Mourir, c’est partir un peu
Michel TORREKENS, Le géranium de Monsieur Jean, Zellige, 2012
Il y a des vérités qu’on aimerait éviter. Eternellement. Celle de notre mort (la vie est vraiment mal faite…). Michel Torrekens n’a pas froid aux yeux et place son Monsieur Jean, avec délicatesse, sur un lit de mort. Ce récit aurait pu être terriblement triste ou même pathétique mais ce vieil homme, sans être angélique, possède un « tout petit supplément d’âme » qui nous emmène au bout d’un chemin où la sérénité n’est pas un lieu dit.
Journaliste depuis de longues années au Ligueur, Michel Torrekens n’est pas un nouveau venu dans le monde des lettres belges.

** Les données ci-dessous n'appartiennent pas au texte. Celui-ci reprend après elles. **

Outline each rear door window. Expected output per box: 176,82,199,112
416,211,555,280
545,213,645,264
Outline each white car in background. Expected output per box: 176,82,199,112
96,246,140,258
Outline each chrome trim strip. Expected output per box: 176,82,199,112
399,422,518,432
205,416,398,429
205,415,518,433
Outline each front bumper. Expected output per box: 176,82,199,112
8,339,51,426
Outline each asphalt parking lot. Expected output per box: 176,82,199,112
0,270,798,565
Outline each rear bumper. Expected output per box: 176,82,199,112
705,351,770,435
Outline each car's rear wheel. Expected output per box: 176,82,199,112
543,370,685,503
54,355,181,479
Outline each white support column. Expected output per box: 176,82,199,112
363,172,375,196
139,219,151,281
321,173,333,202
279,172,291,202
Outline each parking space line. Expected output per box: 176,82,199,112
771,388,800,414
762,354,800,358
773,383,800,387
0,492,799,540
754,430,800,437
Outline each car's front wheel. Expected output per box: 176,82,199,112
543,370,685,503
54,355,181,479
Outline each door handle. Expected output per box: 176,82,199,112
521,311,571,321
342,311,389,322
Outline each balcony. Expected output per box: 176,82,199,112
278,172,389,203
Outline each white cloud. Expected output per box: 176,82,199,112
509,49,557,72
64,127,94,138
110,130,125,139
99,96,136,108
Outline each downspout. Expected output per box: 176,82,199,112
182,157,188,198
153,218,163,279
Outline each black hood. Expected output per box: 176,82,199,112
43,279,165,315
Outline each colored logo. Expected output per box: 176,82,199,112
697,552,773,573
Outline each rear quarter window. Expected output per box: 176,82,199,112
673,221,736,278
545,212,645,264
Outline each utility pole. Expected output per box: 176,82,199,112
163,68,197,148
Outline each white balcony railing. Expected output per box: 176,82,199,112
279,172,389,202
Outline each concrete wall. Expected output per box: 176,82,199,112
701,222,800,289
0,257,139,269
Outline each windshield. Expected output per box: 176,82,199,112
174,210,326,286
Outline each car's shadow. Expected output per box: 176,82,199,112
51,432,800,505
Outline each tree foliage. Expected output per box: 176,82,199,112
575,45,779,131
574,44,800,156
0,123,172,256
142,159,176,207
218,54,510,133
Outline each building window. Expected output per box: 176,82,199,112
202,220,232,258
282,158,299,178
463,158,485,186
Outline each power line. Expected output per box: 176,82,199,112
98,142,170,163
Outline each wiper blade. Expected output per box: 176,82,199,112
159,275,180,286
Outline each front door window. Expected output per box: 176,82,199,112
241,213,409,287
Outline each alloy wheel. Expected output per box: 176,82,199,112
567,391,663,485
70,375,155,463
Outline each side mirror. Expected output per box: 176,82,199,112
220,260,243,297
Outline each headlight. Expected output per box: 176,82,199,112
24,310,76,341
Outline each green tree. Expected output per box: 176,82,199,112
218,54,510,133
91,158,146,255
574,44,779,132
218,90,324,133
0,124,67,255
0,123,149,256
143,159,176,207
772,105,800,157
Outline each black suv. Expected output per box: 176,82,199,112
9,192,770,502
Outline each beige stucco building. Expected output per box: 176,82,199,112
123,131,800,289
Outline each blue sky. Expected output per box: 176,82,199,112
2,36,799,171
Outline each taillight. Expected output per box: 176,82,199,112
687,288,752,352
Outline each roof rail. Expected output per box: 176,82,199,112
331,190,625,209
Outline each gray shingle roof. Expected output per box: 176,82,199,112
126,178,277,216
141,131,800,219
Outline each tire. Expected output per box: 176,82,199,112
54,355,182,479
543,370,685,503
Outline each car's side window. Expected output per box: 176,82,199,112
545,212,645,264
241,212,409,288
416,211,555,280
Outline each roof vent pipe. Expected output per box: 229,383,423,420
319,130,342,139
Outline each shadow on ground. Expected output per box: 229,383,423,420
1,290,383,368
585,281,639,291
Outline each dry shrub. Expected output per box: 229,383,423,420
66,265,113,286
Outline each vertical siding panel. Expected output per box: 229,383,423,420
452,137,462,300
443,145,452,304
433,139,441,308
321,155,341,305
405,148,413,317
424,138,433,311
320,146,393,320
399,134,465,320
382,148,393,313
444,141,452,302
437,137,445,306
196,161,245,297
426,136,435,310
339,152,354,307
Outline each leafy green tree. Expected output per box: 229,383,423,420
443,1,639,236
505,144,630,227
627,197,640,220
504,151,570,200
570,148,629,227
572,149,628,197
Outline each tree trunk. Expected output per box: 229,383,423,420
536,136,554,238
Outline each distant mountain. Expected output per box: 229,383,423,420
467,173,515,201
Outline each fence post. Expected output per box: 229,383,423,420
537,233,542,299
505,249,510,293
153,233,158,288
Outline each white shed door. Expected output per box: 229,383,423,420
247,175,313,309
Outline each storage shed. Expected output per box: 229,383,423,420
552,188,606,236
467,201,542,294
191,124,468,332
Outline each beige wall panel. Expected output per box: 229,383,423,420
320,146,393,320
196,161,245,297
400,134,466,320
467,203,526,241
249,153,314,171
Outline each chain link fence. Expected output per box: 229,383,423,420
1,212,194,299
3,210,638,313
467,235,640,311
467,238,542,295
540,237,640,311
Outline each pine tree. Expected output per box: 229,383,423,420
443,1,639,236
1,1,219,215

Auteur de nouvelles (L’herbe qui souffre chez Memor et Fœtus fait la tête à L’Âge d’Homme), il signe aujourd’hui son premier roman avec Le géranium de Monsieur Jean qui aurait pu s’appeler, nous a-t-il avoué, Rien qu’un paisible sommeil.
Né en 1960, Michel Torrekens grandit à l’heure du service militaire obligatoire et refuse de prendre les armes même l’espace de quelques mois. Objecteur de conscience, il a donc réalisé un travail social qui l’a mené à fréquenter des homes non pour vieillards mais pour adolescents. Par ailleurs, il a, pour écrire son livre, été en contact avec des aides-soignantes familières du vécu quotidien de tout ce qui accompagne la fin d’une vie où le grand âge sonne le glas.

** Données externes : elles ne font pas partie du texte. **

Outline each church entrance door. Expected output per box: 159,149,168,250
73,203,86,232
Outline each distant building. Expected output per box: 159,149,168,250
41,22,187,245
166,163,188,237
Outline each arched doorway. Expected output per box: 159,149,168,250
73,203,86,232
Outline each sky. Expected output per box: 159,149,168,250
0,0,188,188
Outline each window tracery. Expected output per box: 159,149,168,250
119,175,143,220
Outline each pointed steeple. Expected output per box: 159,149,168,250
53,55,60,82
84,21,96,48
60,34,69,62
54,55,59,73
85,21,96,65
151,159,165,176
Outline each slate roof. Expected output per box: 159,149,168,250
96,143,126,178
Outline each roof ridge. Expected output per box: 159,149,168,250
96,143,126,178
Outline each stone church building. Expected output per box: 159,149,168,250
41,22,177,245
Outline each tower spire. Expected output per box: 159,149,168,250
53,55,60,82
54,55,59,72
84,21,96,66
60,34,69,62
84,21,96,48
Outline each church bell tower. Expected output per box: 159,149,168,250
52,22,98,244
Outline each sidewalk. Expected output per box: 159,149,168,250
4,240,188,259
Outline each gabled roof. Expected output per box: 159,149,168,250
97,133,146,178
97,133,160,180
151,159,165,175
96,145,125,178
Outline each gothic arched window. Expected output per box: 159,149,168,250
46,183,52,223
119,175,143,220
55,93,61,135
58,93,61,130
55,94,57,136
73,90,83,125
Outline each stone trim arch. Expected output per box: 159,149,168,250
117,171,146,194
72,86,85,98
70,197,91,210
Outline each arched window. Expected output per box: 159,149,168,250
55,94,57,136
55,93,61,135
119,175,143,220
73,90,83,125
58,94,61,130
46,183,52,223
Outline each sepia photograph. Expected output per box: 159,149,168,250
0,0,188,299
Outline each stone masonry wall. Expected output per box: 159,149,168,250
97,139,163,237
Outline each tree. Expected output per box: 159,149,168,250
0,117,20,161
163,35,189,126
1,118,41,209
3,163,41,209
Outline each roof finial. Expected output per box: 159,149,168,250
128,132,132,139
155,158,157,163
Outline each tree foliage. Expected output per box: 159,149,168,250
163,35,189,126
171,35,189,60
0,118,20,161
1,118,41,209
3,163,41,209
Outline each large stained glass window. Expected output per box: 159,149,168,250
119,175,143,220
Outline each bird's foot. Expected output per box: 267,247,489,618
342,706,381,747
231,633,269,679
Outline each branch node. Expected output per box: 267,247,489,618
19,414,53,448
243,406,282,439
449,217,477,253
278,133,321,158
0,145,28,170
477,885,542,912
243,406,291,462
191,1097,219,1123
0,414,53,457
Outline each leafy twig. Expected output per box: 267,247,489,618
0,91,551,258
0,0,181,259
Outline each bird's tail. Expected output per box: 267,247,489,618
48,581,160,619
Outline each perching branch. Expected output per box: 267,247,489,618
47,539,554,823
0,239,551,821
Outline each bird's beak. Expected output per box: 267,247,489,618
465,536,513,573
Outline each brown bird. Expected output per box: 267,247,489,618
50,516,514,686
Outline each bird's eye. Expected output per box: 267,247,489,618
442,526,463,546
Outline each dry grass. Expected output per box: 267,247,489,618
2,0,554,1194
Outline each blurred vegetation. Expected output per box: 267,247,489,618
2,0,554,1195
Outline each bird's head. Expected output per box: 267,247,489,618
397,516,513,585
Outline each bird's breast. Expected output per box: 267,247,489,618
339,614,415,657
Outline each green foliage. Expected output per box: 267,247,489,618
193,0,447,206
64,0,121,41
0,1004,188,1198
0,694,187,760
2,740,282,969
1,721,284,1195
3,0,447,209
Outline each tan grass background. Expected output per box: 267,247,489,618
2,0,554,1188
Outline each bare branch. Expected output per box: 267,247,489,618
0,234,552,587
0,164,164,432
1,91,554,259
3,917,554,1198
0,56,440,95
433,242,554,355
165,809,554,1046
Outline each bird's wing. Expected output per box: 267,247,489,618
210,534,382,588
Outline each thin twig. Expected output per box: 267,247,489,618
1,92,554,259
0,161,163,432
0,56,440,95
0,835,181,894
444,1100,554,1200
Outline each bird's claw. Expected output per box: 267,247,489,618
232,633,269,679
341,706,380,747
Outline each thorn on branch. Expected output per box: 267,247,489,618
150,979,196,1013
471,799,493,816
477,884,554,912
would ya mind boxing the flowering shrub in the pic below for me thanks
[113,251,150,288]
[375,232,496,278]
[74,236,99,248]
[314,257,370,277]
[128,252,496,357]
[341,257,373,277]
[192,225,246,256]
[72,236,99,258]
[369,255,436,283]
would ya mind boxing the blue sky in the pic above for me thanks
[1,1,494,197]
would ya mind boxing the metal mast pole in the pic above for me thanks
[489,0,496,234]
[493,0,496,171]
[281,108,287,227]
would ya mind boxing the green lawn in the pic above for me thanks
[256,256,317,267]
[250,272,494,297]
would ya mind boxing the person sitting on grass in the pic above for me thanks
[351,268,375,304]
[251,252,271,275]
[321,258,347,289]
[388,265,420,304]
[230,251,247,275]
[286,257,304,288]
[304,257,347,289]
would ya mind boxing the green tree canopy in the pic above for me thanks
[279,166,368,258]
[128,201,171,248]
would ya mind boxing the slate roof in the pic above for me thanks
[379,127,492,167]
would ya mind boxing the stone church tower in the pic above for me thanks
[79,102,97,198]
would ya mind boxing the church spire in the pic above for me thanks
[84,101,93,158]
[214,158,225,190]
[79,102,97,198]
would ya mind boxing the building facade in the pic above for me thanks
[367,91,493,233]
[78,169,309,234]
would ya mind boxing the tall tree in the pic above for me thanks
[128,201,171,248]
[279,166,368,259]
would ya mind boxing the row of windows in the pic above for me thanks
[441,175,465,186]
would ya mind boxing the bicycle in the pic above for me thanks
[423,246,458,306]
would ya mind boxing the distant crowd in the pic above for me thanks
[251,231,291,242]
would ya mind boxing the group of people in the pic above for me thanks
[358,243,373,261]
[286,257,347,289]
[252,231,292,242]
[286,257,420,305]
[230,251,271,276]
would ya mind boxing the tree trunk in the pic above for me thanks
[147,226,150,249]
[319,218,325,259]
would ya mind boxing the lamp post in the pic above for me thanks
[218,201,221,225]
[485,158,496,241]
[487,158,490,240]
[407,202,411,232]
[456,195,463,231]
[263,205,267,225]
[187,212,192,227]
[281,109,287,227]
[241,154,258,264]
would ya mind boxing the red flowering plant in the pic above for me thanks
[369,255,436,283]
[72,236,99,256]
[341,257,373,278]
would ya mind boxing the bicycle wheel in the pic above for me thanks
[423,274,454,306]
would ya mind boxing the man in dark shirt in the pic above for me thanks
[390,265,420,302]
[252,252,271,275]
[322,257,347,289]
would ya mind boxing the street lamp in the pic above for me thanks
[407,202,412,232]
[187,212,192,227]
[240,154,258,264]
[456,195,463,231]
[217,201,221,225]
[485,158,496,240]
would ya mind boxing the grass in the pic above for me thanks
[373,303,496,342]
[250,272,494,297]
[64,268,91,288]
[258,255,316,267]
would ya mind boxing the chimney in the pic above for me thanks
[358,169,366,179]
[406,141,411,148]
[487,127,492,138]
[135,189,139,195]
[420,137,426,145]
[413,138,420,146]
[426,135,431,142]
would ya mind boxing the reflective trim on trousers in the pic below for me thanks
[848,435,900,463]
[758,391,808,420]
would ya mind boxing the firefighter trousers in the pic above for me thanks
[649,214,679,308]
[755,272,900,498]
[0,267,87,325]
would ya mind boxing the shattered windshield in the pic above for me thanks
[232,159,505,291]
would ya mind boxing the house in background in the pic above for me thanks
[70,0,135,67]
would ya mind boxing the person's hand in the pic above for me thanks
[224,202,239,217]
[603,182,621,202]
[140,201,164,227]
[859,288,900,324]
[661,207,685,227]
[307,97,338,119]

L’homme de ce roman, c’est Monsieur Jean, un ancien horticulteur. Il vient d’arriver dans un home dont on ignore le nom (mais qui, hasard du temps qui passe, est le même bâtiment où il vit le jour). Dorénavant, il devra veiller, veiller son corps qui l’abandonne peu à peu. Il vit ce déclin avec tendresse, amertume, humour et une certaine poésie comme le montrent les titres des chapitres qui se succèdent : « Enfermé pour cause d’inventaire », « Hors-la-vie », « Petits sursis », « Une vie de mouche », « Partir », « Visites et dépendance »,…

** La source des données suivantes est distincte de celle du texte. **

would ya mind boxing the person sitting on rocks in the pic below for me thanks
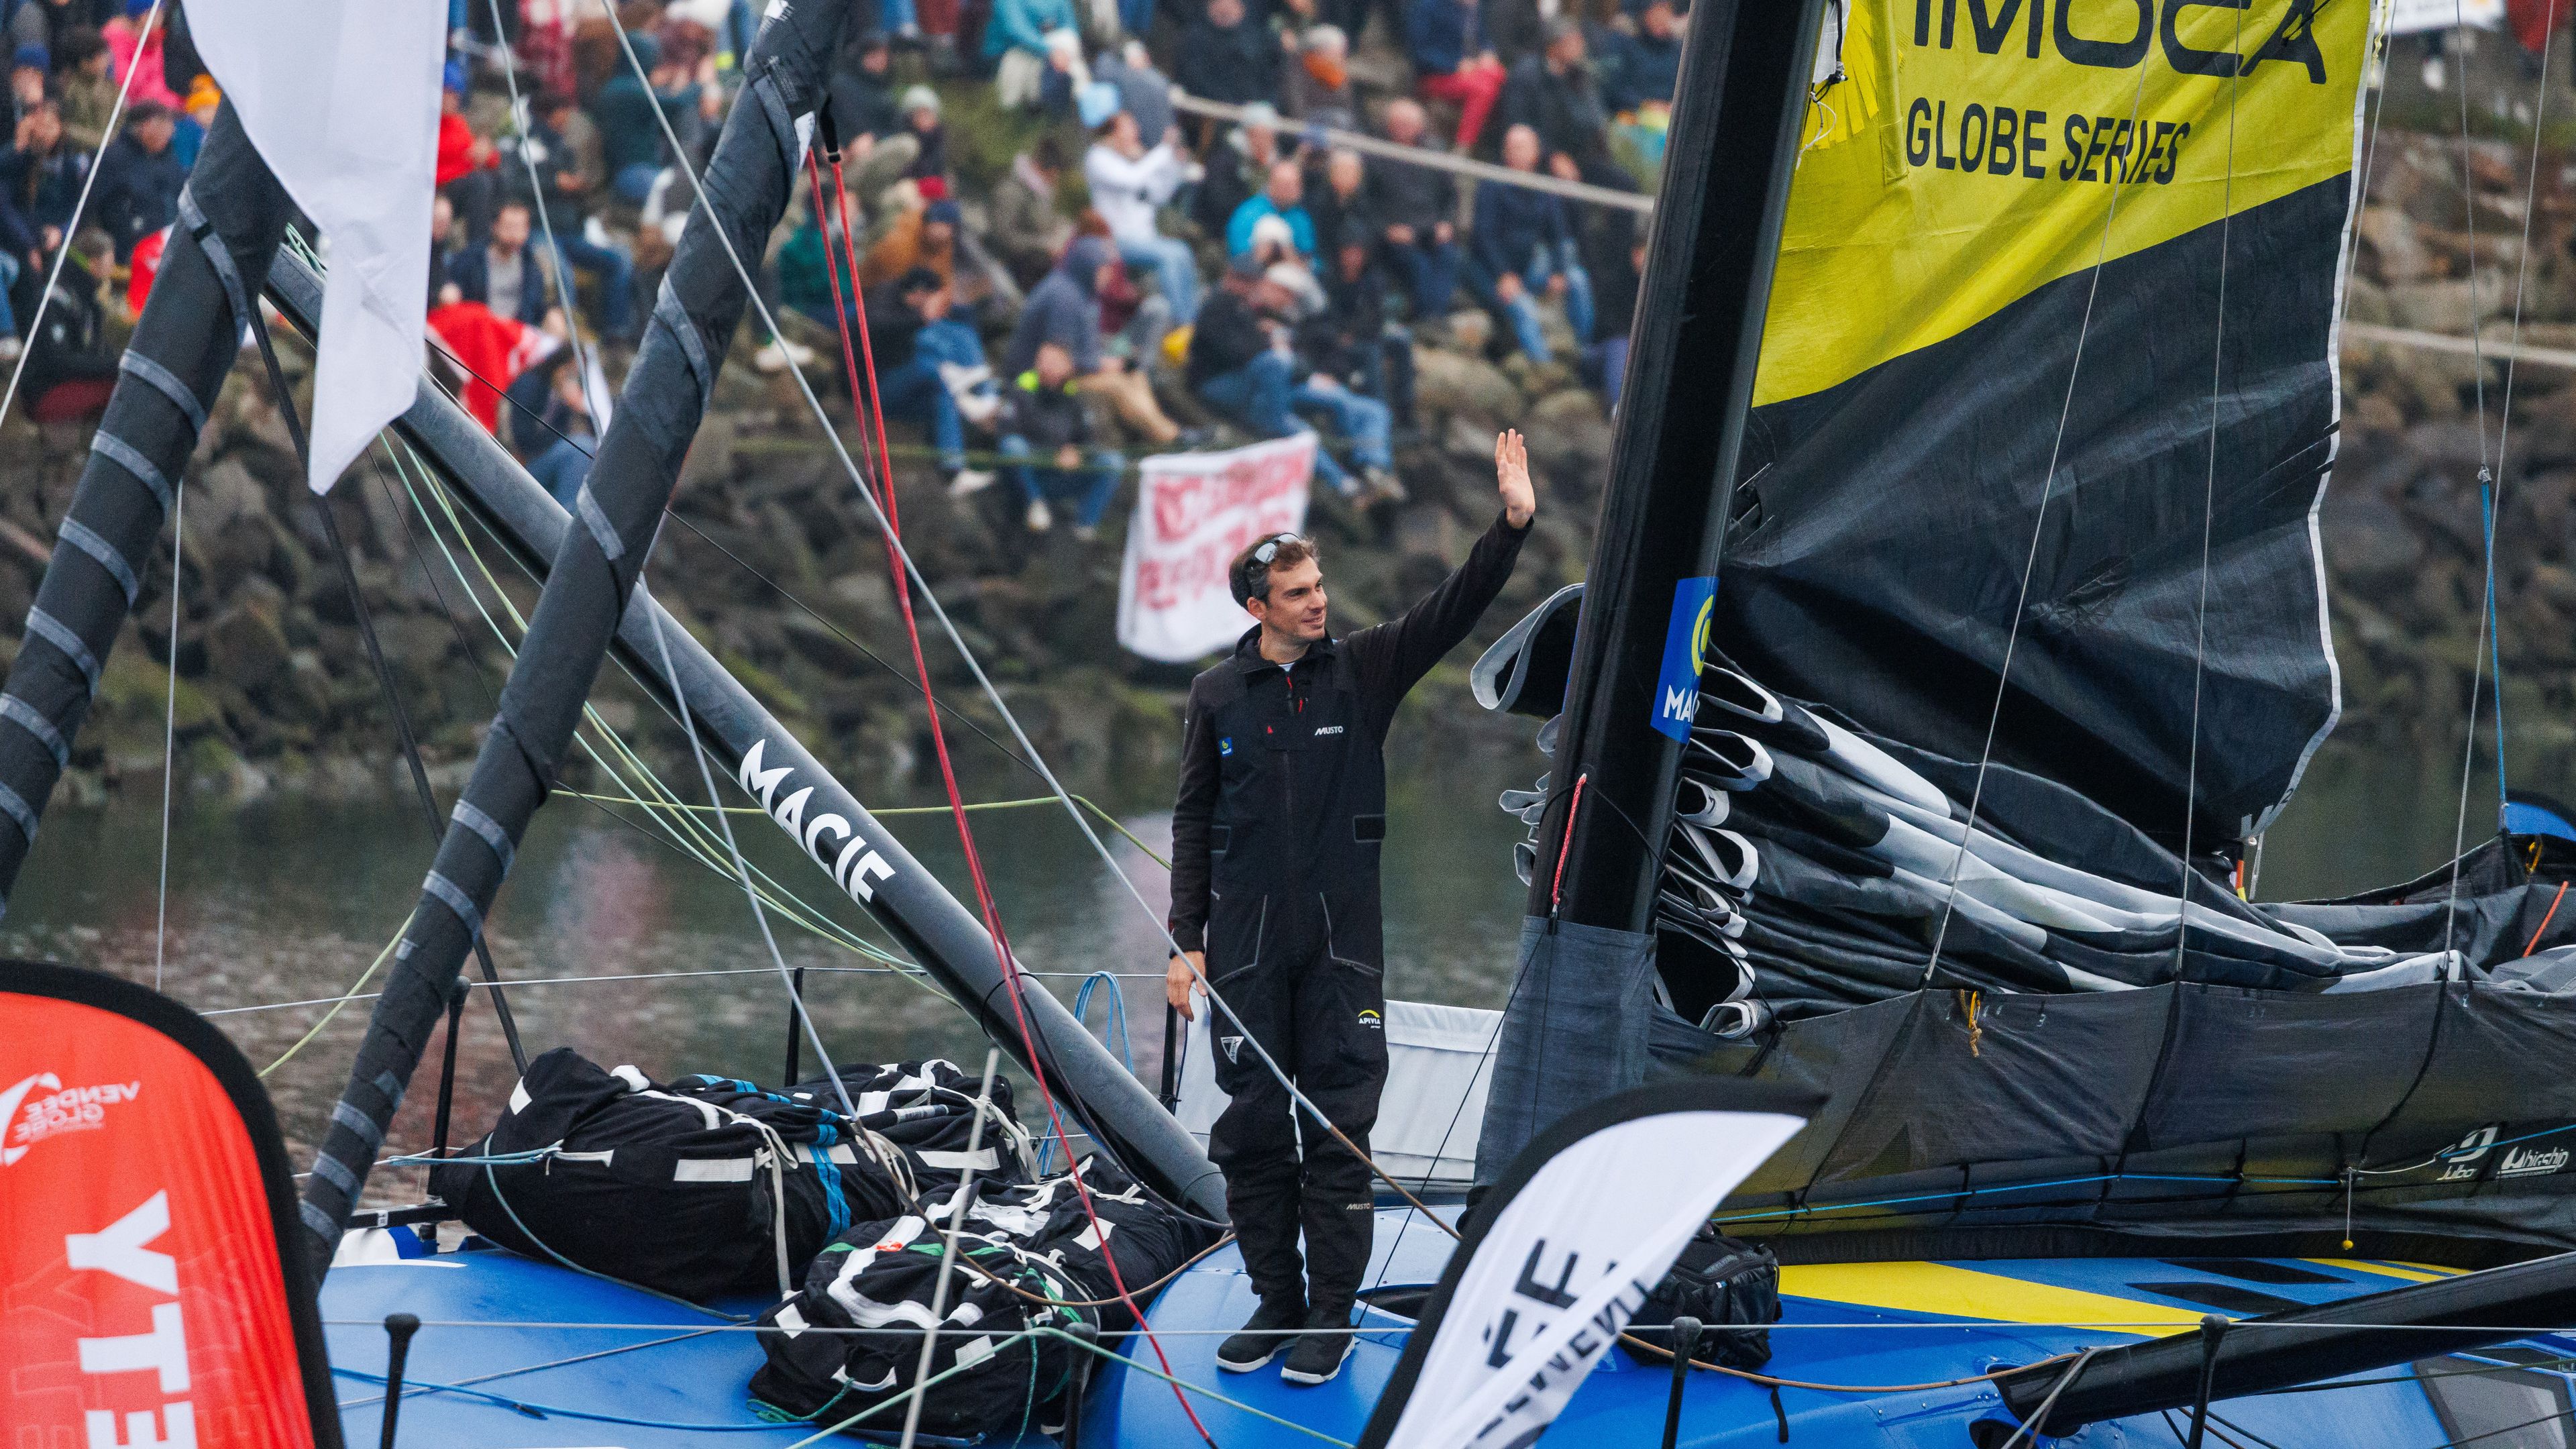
[1227,158,1316,259]
[1001,340,1123,539]
[1192,102,1283,243]
[446,201,555,327]
[1087,107,1200,323]
[1405,0,1503,152]
[987,0,1080,109]
[1468,124,1591,364]
[89,98,181,262]
[1284,25,1355,129]
[867,266,994,494]
[1179,0,1280,113]
[988,132,1073,289]
[1006,233,1183,447]
[1189,252,1395,504]
[1301,219,1415,434]
[1367,101,1460,319]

Le voilà dépendant et les gestes des soignantes devront aller au-delà de toute pudeur. « Est-ce qu’on vous a changé aujourd’hui ? Il y a des phrases auxquelles je pensais ne jamais pouvoir m’habituer », remarque-t-il. Lui, l’homme actif qui dirigeait une équipe de quinze personnes et qui a élevé en grande partie seul ses trois enfants. Le voilà enfermé entre les quatre murs de sa chambre mais surtout dans ce corps qui le lâche.
Il devra apprendre au fil des jours à lâcher prise, à accepter les limites que son corps lui dessine : « Mon corps se comporte d’une étrange façon. C’est mon complice, celui à qui j’accorde l’essentiel de mon attention, et un boulet dont je dois surveiller les moindres comportements. Mon meilleur ami et mon pire ennemi. Il me porte et je le supporte. » Entouré de ses enfants, il relève avec humour leurs difficultés à communiquer avec lui. Ils lui posent sans cesse les mêmes questions, il les fait répéter plusieurs fois. Pas par malice mais parce que son écoute n’est plus la leur. Il remarque leurs cadeaux et le désarroi qu’ils indiquent face à sa fin qui est proche. Sa cadette lui offre toujours du savon car « Il est bien connu que les vieux doivent être lavés plus que de raison ».
Au fil des pages, « le temps passe sans se faire remarquer », Monsieur Jean observe le vol des martinets au-delà de sa fenêtre, la croissance du géranium que son fils a planté pour lui dans sa chambre, il reçoit les visites de son premier amour, Axelle, qu’il a reconnu avec peine (soixante ans ont coulé sous leur pont), il se souvient du passé mais pense également à l’avenir. C’est sans doute une des richesses de ce livre : sa capacité à ne pas tourner à l’auto-apitoiement du personnage, au regret des heures heureuses mais à envisager l’avenir, un avenir où peuvent parfois s’accomplir des gestes, des voyages que Monsieur Jean avait désirés, que ses enfants poursuivront ou non.
A travers les générations, Monsieur Jean remarque d’ailleurs que, sur les photographies qu’il a à son chevet, outre celle de ses parents, il y a celle de sa femme, celle de ses enfants et petits-enfants et ils y ont tous le même âge. Sur sa tombe, se trouvera également une photographie de lui au même âge. Il y a dans ce fil rouge l’idée d’un éternel recommencement qui permet de ne pas disparaître totalement.
Le titre du roman peut paraître intriguant mais le géranium, déjà mentionné, joue son rôle dans l’histoire : jeune pousse, elle fleurit sous les yeux du vieillard et contient déjà l’annonce de sa fin avec ses feuilles si vite brunâtres. Jolie métaphore du départ que la vie nous annonce toujours. A l’inverse d’un Serge Reggiani qui chantait « vivre, c’est ma dernière volonté », Monsieur Jean s’éloigne sans regrets, le sourire aux lèvres.